3.2.3 Matrix metalloproteases

To move through the physical obstacles, such as basement membranes and ECM, they express and secrete matrix metalloproteases (MMP). Upon triggering with IL-1 and TNF, murine LC increase the expression of MMP9, (57; 62). Human immature monocyte derived-DC secrete MMP1, 2, 3 and 9 (63; 64), and their inhibitors (TIMP1 and 2) (63; 64), which are down-regulated upon stimulation with TNF (64). The importance of MMP in DC migration through tissues is demonstrated in MMP9- deficient mouse, where DC migration through tracheal epithelial tight junctions was impaired (65). Furthermore, in human skin explants antibodies against MMP2 and 9 and inhibitors of MMP markedly reduced the migration of human LC and dermal DC (66; 67).
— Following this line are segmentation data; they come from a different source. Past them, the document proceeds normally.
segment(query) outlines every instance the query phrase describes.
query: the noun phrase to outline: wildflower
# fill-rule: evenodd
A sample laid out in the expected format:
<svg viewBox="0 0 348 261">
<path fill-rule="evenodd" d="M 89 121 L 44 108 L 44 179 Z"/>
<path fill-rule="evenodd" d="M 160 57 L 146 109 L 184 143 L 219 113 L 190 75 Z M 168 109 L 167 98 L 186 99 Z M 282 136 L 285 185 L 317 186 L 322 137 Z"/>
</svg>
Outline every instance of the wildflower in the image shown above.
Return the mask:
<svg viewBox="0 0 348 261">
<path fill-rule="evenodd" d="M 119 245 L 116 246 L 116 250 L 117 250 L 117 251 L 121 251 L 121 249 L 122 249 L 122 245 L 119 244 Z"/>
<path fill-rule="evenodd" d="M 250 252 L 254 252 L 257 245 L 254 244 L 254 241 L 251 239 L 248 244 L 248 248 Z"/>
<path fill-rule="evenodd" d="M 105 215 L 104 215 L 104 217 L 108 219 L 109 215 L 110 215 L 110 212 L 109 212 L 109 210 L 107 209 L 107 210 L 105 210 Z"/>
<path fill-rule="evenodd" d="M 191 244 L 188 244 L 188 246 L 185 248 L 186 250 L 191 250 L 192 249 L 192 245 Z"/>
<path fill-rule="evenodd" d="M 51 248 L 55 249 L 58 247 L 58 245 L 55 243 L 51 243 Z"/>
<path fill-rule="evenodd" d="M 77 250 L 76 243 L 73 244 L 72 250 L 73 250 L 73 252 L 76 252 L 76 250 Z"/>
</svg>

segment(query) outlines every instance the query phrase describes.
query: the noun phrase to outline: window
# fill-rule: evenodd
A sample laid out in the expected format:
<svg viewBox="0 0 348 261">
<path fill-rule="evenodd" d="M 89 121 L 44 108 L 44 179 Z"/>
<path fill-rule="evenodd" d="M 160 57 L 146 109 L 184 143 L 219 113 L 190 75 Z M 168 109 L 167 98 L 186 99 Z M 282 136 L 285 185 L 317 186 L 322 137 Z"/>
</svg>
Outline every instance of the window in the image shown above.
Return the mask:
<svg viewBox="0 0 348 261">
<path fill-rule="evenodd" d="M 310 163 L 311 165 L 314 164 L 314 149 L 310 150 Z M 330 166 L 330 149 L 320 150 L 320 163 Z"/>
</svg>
Also, up-regulation of genes encoding matrix metalloproteinases (MMP), such as MMP1, 10 and 12 correlated with enhanced migratory capacity of DC measured in Matrigel (68). Thus, MMP are essential for effective migration through extracellular matrix. In brief, DC need to express appropriate chemokine receptors, adhesion molecules, and other migration-related proteins in addition to high T cell stimulatory capacities. To achieve maximal DC migration after injection, we need to exploit this information for the development of better DC or DC vaccination protocols.